One employer, Ivelina Konstantinova, a Mobilization and Deployment Manager with Trace Systems in Tysons Corner, Virginia, was increasingly impressed with what she experienced on her two-day trip.

She said it was a great opportunity that the IRDO team proposed a seminar for deployment managers, which provided an overview of what civilians and contractors go through before going overseas.

“The website that the IRDO team manages pretty much tells you everything you need to know,” she said. She went on to say that Deployment managers use it to better prepare their contractors by doing research of the site and understanding all the pre-requisites before they are to arrive at Camp Atterbury.

“The team has done a marvelous job and I am very fortunate to come out and see what they did,” she said. She believes everyone should come to the seminar to get a first-hand experience.

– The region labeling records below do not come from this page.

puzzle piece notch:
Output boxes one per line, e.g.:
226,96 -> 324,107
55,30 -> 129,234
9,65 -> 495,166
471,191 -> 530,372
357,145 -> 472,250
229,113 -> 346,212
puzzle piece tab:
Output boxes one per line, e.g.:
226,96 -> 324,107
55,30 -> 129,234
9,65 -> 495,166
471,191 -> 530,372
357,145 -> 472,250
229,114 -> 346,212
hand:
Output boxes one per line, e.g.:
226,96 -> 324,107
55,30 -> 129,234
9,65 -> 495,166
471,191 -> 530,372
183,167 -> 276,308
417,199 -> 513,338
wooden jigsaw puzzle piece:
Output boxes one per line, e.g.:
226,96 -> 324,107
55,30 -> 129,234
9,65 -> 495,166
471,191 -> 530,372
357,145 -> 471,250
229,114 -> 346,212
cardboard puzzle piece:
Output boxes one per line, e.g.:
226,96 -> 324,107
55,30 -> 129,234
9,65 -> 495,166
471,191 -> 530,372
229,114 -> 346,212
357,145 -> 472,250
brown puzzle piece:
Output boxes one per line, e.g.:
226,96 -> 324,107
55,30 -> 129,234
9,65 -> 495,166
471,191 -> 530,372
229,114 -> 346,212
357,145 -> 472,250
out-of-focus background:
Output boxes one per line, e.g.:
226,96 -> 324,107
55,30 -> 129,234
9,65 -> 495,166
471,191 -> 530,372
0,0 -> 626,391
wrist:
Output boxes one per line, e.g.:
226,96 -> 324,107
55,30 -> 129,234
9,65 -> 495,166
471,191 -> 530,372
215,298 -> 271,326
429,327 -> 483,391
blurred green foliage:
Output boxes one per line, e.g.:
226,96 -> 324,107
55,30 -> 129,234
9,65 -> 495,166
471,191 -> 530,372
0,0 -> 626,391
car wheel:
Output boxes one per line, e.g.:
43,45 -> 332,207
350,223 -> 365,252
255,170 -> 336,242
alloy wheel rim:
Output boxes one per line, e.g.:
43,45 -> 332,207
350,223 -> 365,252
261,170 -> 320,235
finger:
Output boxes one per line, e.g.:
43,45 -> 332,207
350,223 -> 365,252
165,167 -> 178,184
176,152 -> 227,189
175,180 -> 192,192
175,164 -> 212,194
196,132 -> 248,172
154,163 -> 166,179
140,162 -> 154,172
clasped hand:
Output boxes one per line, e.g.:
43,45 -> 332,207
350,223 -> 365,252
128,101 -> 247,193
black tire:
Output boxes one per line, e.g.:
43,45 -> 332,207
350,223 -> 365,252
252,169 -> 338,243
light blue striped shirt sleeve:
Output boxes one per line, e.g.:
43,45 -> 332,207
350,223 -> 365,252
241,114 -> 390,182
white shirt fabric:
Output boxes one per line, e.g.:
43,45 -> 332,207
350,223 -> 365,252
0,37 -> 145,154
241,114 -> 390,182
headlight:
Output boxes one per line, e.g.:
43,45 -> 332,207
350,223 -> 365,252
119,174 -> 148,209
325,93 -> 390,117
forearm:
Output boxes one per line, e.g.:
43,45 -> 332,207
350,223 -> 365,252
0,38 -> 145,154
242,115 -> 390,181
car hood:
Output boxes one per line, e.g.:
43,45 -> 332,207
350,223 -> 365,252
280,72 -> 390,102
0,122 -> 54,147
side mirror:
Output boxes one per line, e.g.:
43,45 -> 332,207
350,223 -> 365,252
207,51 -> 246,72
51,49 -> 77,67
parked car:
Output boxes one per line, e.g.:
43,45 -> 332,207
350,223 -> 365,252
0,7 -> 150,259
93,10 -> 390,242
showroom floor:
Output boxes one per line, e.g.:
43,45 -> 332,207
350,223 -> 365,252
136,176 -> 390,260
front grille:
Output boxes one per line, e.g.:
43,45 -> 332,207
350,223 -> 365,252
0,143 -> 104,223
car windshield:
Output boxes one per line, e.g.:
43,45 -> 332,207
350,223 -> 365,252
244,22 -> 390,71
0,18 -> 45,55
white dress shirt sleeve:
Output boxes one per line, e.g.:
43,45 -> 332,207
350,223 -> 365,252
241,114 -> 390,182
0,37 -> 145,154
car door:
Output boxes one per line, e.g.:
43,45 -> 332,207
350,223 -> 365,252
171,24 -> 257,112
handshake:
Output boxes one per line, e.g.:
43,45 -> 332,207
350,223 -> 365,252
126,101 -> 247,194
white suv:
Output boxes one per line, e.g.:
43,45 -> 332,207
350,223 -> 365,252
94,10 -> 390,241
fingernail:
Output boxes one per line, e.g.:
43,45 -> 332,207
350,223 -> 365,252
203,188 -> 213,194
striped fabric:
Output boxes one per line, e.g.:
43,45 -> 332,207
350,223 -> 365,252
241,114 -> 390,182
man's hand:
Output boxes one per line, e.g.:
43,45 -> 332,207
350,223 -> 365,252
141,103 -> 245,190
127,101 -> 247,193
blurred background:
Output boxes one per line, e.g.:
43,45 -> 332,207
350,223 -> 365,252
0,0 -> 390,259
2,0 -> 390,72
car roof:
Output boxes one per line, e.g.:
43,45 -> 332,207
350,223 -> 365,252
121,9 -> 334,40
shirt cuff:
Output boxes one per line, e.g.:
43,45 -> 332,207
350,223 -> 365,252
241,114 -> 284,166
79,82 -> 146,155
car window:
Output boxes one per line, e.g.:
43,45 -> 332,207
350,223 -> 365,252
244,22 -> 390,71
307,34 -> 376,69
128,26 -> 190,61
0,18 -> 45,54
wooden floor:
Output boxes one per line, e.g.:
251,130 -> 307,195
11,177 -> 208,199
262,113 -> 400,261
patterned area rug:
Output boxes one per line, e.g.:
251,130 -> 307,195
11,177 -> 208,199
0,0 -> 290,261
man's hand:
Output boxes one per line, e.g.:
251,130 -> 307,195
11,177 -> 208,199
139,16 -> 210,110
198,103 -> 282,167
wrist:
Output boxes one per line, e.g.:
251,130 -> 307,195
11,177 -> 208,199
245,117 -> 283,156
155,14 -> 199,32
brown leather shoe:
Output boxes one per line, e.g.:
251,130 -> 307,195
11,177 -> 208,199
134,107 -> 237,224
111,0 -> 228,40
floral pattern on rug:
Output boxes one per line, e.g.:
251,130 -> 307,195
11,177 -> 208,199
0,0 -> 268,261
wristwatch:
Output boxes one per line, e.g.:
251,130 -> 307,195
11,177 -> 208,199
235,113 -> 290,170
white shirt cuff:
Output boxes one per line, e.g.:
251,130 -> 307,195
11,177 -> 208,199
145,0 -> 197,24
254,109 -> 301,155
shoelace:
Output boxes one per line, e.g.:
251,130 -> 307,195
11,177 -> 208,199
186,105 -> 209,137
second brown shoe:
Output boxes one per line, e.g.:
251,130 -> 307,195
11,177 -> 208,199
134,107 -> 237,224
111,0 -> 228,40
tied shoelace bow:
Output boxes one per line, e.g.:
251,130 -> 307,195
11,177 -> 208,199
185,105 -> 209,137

“You cannot tell your contractors what to expect without having been through the same process. You can tell them all the information that is out there, but unless you actually go through the process and know what you need to expect then you are better prepared as individuals and as a company,” she said.

Sheila Wines is a contract manager with Scitor Corporation in Reston, Virginia. She took the time to travel to the base to learn more about the program and was pleased with how accommodating, well organized and detailed the program operates.

“We had the opportunity and the privilege of walking in the steps of what our people would do when they are processing and getting ready to deploy,” she said.

What was surprising to Wines was the one-stop-shop concept, which she believes expedites the civilian deployment process and is a cost savings benefit to their customers.